She had another reason also for elation on that golden afternoon of late summer, though with regard to this her feelings were decidedly mixed. A letter had been forwarded to her from Fordestown bearing a London postmark, containing a further cheque for ten pounds from Montague Rotherby, and a few words scrawled within telling her that her sketches were sold and that the purchaser desired to see her in town with a view to commissioning more. The message was of the briefest, wholly business-like in tone. He wrote from a club, but he gave her an address in Mayfair at which his friend—a Mr. Hermon—was to be found, and offered to meet her himself and conduct her thither if she would fix a date convenient to her.
It was an offer which she well knew she could not afford to refuse, though she would have given much to have received it from any other quarter. But since the means could not be of her choosing, since, moreover, it was inevitable that she should meet and finally convince Montague Rotherby that the concession he had so hardly won from her must be relinquished, she braced herself to face the situation with a stout heart.
“They are all so brave here,” she said to herself. “I mustn’t be the one to shirk.”
And then rather wistfully she smiled at the thought of classing herself as one of the inmates of Tetherstones—she who had fled in terror not so very long before.
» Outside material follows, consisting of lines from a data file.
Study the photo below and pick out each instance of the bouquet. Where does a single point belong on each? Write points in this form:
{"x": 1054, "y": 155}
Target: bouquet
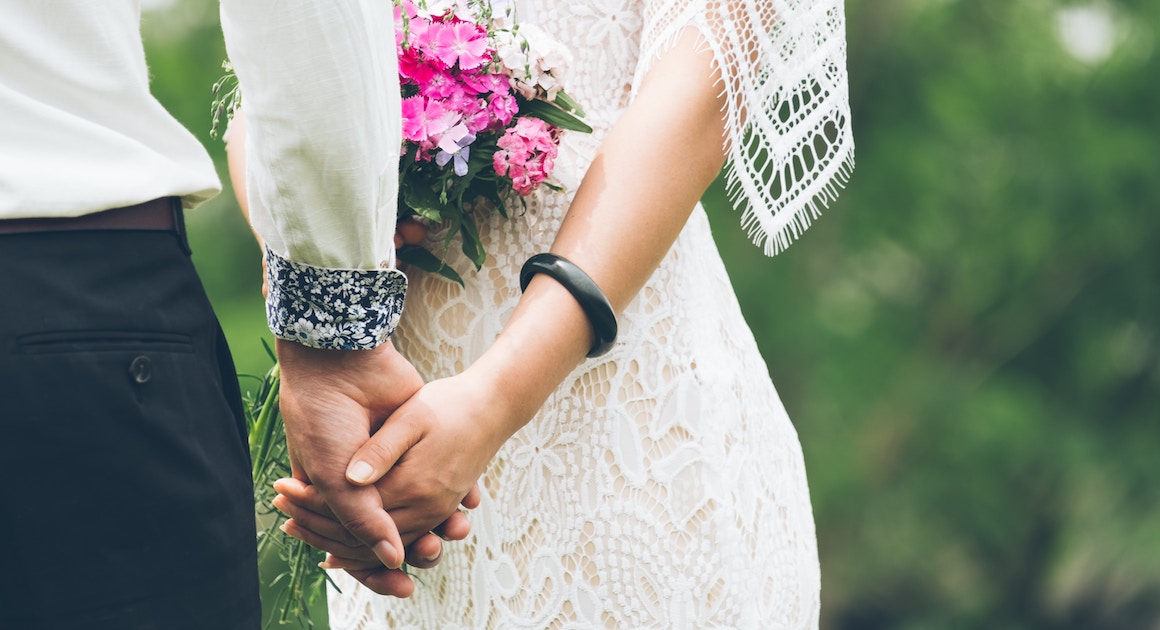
{"x": 483, "y": 109}
{"x": 483, "y": 114}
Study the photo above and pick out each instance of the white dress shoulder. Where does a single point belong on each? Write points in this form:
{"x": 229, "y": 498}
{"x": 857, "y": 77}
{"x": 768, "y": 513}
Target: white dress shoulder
{"x": 662, "y": 484}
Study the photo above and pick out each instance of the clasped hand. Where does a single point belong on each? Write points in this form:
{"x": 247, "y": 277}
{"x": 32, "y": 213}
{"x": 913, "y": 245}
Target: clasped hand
{"x": 374, "y": 493}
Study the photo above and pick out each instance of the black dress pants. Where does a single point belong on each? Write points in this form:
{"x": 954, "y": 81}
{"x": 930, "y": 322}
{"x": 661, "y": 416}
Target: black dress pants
{"x": 125, "y": 493}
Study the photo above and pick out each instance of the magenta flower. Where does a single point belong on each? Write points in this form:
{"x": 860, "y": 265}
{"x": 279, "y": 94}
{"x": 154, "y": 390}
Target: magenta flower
{"x": 462, "y": 43}
{"x": 425, "y": 118}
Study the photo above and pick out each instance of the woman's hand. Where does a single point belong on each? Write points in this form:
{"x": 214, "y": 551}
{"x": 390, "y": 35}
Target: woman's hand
{"x": 425, "y": 463}
{"x": 428, "y": 455}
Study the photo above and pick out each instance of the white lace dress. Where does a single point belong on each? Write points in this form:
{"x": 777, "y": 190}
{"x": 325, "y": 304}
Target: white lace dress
{"x": 662, "y": 484}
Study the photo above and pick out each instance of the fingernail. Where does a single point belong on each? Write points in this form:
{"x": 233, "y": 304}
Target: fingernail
{"x": 360, "y": 472}
{"x": 386, "y": 555}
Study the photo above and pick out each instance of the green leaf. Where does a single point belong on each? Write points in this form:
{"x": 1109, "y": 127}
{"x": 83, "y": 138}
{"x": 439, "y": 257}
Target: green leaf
{"x": 471, "y": 246}
{"x": 568, "y": 103}
{"x": 553, "y": 115}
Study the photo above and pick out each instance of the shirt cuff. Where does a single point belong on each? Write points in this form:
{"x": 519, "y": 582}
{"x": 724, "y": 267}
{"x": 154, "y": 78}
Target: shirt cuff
{"x": 332, "y": 309}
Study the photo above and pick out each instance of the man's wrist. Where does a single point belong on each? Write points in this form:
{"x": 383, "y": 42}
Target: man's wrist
{"x": 332, "y": 309}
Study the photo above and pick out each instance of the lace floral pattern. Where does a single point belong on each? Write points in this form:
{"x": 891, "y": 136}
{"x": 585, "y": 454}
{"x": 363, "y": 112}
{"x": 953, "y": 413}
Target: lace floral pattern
{"x": 333, "y": 309}
{"x": 661, "y": 485}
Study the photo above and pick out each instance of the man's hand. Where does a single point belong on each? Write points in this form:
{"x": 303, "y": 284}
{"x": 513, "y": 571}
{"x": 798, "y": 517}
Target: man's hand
{"x": 332, "y": 400}
{"x": 428, "y": 455}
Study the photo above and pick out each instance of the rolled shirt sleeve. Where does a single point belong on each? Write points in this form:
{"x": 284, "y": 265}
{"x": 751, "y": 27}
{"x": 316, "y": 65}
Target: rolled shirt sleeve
{"x": 321, "y": 100}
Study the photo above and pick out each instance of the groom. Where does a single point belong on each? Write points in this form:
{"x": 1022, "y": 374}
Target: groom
{"x": 128, "y": 501}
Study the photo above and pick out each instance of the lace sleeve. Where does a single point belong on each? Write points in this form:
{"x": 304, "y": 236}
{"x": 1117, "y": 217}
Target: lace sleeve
{"x": 788, "y": 114}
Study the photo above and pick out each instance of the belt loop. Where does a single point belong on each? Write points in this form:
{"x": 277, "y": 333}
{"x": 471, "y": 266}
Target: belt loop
{"x": 179, "y": 222}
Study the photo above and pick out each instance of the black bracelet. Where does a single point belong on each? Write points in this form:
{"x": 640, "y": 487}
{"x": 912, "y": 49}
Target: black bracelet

She wondered how it was that they had all with one consent refrained from any species of questioning upon that night’s doings. Arthur again, no doubt! But Arthur himself—how had he come to change his mind concerning her? Arthur who in his fury had so nearly taken another man’s life!
She lacked the key to the puzzle and it was futile to turn it over and over. The fact remained that in some fashion she had been vindicated, and Arthur’s remorse was a thing upon which she could not bear to dwell. She wondered if she would ever understand all, but she knew that already she had pardoned.
The afternoon sunlight slanted in at the open window. From where she sat she could see the steep rise of the moor that led up to the Stones. She pictured them in their stark grandeur—those mystic signs of a bygone age—the tetherstones of the prisoners and the terrible Rocking Stone that none might move out of its place, but that even a child might sway. How many of those striving ones had been ground to death in their desperation, she wondered? And now the sun shone upon that fatal place of sacrifice, and the giant harebells bloomed where the child who had never known darkness had wandered and lain down to sleep. Her thoughts dwelt tenderly upon little Ruth and her harebells—the flowers she had never seen yet knew and loved so dearly—the flowers to which she had likened her mother’s eyes!
A feeble voice spoke in the stillness and her mind flashed back to her surroundings.
“Nan, my dear, is that you?” it said.
She heard the words and sat motionless, uncertain as to whether they were intended for her or not. Then she saw that the tired old eyes were looking straight at her, and she softly rose and went to the bed.
“Is there anything I can do for you?” she asked.